The researchers observed the processes via vibrational spectroscopy, which revealed qualities of tyrosine’s chemical bonds. The researchers also examined the calcium and discovered a special interaction between it and tyrosine.

“A new thing we saw was that the calcium ion made the tyrosine twist a certain way,” Barry said. “It turns out that the tyrosine may be a very flexible switch.”

The researchers also swapped out calcium for other metals and found that the calcium fulfills this role quite optimally.

So, why is understanding photosynthesis important?

“Oxygen photosynthesis really is the great fueler life on our planet,” Barry said.

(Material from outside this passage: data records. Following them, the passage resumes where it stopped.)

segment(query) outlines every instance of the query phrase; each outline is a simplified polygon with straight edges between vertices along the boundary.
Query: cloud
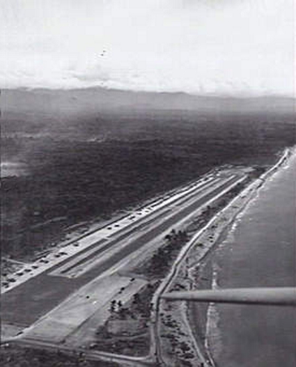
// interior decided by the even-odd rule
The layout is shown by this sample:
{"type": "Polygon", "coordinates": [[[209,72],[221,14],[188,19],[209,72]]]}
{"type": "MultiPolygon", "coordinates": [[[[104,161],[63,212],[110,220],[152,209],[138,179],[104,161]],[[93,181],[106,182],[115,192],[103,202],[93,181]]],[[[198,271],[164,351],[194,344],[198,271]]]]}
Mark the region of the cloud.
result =
{"type": "Polygon", "coordinates": [[[0,4],[2,86],[293,93],[293,0],[0,4]]]}

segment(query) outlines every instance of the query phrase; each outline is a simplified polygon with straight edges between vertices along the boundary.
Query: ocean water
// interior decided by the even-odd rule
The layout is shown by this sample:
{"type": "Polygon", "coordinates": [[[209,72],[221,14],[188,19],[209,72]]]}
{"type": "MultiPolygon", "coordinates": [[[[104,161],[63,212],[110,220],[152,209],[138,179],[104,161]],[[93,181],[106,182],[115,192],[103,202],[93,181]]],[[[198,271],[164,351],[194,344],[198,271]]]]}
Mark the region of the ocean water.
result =
{"type": "MultiPolygon", "coordinates": [[[[211,259],[215,286],[295,286],[296,157],[268,180],[211,259]]],[[[218,367],[295,367],[296,309],[212,305],[218,367]]]]}

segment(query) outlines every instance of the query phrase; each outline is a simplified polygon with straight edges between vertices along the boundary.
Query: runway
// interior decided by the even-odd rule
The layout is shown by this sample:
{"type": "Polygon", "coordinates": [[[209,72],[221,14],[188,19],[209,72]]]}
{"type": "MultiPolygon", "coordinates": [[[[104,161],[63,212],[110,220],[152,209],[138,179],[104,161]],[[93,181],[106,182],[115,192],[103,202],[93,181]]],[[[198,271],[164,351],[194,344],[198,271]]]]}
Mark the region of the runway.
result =
{"type": "Polygon", "coordinates": [[[139,218],[134,221],[126,218],[125,226],[118,221],[118,224],[113,224],[114,231],[102,228],[98,233],[86,235],[81,239],[85,244],[81,251],[52,266],[49,264],[45,271],[2,295],[2,322],[22,327],[32,325],[81,287],[158,236],[164,236],[184,218],[215,196],[222,195],[242,177],[241,173],[212,177],[182,194],[178,192],[161,205],[157,203],[156,209],[149,211],[147,208],[141,208],[141,212],[146,214],[142,217],[139,214],[139,218]]]}

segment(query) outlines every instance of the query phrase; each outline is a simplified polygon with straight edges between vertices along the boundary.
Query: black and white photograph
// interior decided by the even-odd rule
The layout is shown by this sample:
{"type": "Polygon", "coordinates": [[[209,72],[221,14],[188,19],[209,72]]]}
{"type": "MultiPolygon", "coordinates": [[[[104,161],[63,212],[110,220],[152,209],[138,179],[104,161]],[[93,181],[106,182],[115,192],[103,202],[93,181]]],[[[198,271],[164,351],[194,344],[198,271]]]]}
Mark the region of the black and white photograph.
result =
{"type": "Polygon", "coordinates": [[[294,0],[0,0],[3,367],[296,366],[294,0]]]}

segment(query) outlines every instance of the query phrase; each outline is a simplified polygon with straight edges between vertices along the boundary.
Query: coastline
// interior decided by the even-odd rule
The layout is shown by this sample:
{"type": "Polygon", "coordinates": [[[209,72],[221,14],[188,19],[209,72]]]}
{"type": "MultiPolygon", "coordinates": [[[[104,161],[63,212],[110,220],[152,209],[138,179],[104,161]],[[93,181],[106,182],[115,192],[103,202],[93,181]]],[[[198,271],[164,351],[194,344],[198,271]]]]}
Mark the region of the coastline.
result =
{"type": "MultiPolygon", "coordinates": [[[[250,203],[257,196],[258,191],[264,185],[266,180],[295,153],[295,148],[286,148],[279,159],[272,167],[258,178],[251,182],[238,195],[231,200],[225,208],[216,214],[202,230],[199,231],[194,236],[183,248],[175,262],[173,267],[175,270],[174,271],[172,270],[168,276],[170,280],[168,281],[168,277],[166,277],[163,282],[164,285],[162,287],[162,286],[159,287],[160,290],[158,291],[156,297],[160,297],[163,292],[169,292],[176,288],[176,285],[178,287],[181,286],[183,289],[201,289],[211,287],[212,281],[210,279],[208,274],[205,274],[205,270],[206,271],[207,267],[207,260],[217,246],[223,241],[233,226],[235,225],[238,217],[243,214],[250,203]],[[201,243],[203,244],[201,248],[198,246],[198,244],[200,244],[201,243]],[[186,279],[186,276],[187,279],[186,279]]],[[[208,272],[206,272],[208,273],[208,272]]],[[[196,352],[197,350],[197,354],[196,353],[194,357],[189,359],[189,361],[194,364],[192,364],[192,366],[204,366],[205,367],[215,366],[210,351],[207,348],[206,340],[205,340],[206,338],[208,310],[206,310],[206,316],[203,318],[201,316],[200,320],[197,320],[196,317],[193,315],[192,312],[191,312],[190,306],[188,304],[176,302],[176,305],[178,304],[178,306],[175,307],[171,303],[170,309],[167,308],[167,302],[161,301],[159,304],[160,306],[158,312],[162,314],[162,319],[165,319],[166,313],[168,313],[169,311],[170,317],[173,320],[176,320],[178,324],[179,333],[180,332],[181,334],[187,334],[186,336],[184,336],[184,340],[187,341],[187,343],[191,347],[195,347],[196,352]],[[183,304],[183,306],[185,304],[185,307],[180,307],[182,304],[183,304]],[[163,315],[164,315],[164,317],[163,315]],[[186,330],[186,327],[192,325],[196,326],[196,323],[197,327],[194,329],[189,327],[190,330],[186,330]],[[203,331],[201,332],[201,330],[204,331],[203,334],[203,331]],[[203,343],[203,341],[205,343],[203,343]]],[[[201,306],[200,309],[200,314],[201,315],[204,315],[205,306],[201,306]]],[[[161,325],[161,322],[159,322],[159,324],[161,325]]],[[[159,335],[161,332],[162,331],[160,326],[158,329],[158,334],[159,335]]],[[[166,362],[169,364],[173,362],[173,360],[171,359],[171,357],[170,359],[169,357],[170,353],[171,354],[171,350],[168,352],[168,350],[170,348],[171,349],[169,343],[167,341],[164,343],[162,341],[162,346],[164,349],[164,353],[162,350],[162,352],[163,355],[165,355],[166,362]]],[[[163,360],[163,355],[160,356],[160,360],[163,360]]],[[[188,364],[188,366],[189,365],[188,364]]]]}

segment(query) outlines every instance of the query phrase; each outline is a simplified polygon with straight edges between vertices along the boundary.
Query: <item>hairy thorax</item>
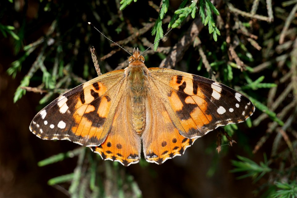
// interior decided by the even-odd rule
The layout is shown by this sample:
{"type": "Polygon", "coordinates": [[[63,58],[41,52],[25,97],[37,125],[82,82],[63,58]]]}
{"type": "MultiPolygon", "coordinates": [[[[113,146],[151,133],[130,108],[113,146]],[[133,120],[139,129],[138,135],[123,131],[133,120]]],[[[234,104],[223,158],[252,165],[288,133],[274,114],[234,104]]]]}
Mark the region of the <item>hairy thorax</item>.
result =
{"type": "Polygon", "coordinates": [[[148,70],[143,63],[139,63],[139,65],[130,64],[131,66],[129,65],[126,72],[129,95],[127,112],[130,117],[129,120],[131,122],[131,126],[140,135],[145,125],[145,101],[148,70]]]}

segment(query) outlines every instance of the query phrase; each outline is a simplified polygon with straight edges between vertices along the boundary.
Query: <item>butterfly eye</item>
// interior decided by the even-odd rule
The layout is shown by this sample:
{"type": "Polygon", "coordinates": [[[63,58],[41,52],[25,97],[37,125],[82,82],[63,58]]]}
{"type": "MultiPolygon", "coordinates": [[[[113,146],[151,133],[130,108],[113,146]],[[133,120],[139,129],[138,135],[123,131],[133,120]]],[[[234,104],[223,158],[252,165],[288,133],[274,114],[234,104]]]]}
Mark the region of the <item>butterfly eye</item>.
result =
{"type": "Polygon", "coordinates": [[[140,57],[139,59],[140,60],[141,62],[144,62],[144,57],[142,56],[140,57]]]}
{"type": "Polygon", "coordinates": [[[133,57],[130,57],[129,58],[129,63],[130,63],[134,60],[133,57]]]}

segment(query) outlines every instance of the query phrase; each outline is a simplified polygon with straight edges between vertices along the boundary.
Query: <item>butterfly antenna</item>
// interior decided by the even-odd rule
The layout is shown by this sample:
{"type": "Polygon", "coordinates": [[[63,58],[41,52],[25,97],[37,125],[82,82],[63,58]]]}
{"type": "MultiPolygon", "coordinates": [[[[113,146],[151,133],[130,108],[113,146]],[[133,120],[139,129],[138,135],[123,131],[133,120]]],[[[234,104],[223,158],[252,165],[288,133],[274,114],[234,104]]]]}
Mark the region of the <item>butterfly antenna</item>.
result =
{"type": "MultiPolygon", "coordinates": [[[[95,26],[94,26],[94,25],[93,25],[93,24],[92,24],[92,23],[91,23],[90,22],[88,22],[88,23],[89,25],[92,25],[92,26],[93,26],[93,27],[94,27],[94,28],[95,29],[95,30],[97,30],[97,31],[98,31],[98,32],[99,32],[100,34],[102,34],[102,35],[103,35],[103,36],[104,36],[104,37],[105,37],[105,38],[107,38],[107,39],[108,39],[108,40],[109,40],[110,41],[111,41],[113,43],[114,43],[114,44],[116,44],[117,45],[118,45],[118,46],[119,47],[120,47],[120,48],[122,48],[122,49],[123,49],[126,52],[127,52],[127,53],[128,53],[129,54],[130,54],[130,55],[131,55],[131,56],[133,56],[133,55],[132,55],[131,54],[131,53],[129,53],[129,52],[128,52],[128,51],[127,51],[127,50],[126,50],[126,49],[124,49],[119,44],[118,44],[117,43],[115,43],[115,42],[114,42],[114,41],[112,41],[112,40],[111,40],[110,39],[109,39],[109,38],[107,38],[107,37],[106,37],[106,36],[104,34],[103,34],[103,33],[102,33],[100,31],[99,31],[99,30],[98,30],[98,29],[97,29],[97,28],[96,28],[96,27],[95,27],[95,26]]],[[[170,31],[170,30],[169,30],[169,31],[170,31]]],[[[167,33],[168,33],[168,32],[167,32],[167,33]]],[[[164,37],[164,36],[163,36],[163,37],[164,37]]],[[[162,38],[163,38],[163,37],[162,37],[162,38]]],[[[145,50],[145,51],[146,51],[146,50],[145,50]]]]}
{"type": "Polygon", "coordinates": [[[140,55],[141,56],[141,55],[142,55],[142,54],[143,54],[143,53],[144,53],[145,52],[146,52],[146,51],[147,51],[151,47],[152,47],[152,46],[153,46],[153,45],[154,45],[155,44],[156,44],[156,43],[157,43],[157,42],[158,42],[160,40],[161,40],[162,38],[164,38],[164,37],[165,37],[165,36],[166,36],[166,35],[167,35],[167,34],[168,34],[168,33],[169,33],[169,32],[170,32],[170,31],[171,31],[171,30],[172,30],[172,28],[171,28],[171,29],[170,29],[170,30],[169,30],[169,31],[168,31],[168,32],[167,32],[167,33],[165,34],[165,35],[164,35],[164,36],[162,36],[162,37],[161,37],[161,38],[160,38],[160,39],[159,39],[159,40],[157,40],[157,41],[156,41],[154,43],[154,44],[153,44],[152,45],[151,45],[147,49],[146,49],[144,51],[144,52],[143,52],[140,55]]]}

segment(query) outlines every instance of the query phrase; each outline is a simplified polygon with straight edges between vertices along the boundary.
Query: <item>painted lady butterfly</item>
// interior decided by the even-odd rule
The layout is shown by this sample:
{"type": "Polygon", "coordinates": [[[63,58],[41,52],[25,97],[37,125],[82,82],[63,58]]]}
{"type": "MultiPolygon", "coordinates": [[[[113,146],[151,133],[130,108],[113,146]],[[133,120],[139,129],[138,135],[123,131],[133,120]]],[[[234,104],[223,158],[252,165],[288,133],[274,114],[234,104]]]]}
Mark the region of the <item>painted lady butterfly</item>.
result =
{"type": "Polygon", "coordinates": [[[218,127],[244,121],[255,108],[219,82],[166,69],[148,69],[138,48],[124,70],[108,72],[60,96],[30,129],[45,140],[68,140],[105,160],[161,164],[183,154],[218,127]]]}

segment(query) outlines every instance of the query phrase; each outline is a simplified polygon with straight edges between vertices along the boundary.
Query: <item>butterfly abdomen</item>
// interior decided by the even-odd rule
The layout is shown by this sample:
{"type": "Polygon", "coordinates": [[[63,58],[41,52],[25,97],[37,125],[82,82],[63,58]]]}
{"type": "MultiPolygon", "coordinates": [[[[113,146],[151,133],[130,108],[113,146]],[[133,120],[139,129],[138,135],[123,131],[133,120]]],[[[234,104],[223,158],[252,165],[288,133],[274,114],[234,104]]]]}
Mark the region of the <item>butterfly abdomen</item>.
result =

About two billion years ago, the photosynthesis that generates O2 exploded, and as breathable oxygen filled Earth’s oceans and atmosphere, life began evolving into the complex variety we have today. There are also pragmatic reasons for studying photosynthesis.

“You could work with it to make crops more productive,” Barry said. “We may have to repair and adapt the photosynthesis process someday, too.”

Environmental stresses could possibly weaken photosynthesis in the future, calling for biochemical tweaks. Also, natural photosynthesis is an exceptionally good model for photoelectric semiconductors like those used in emerging energy systems.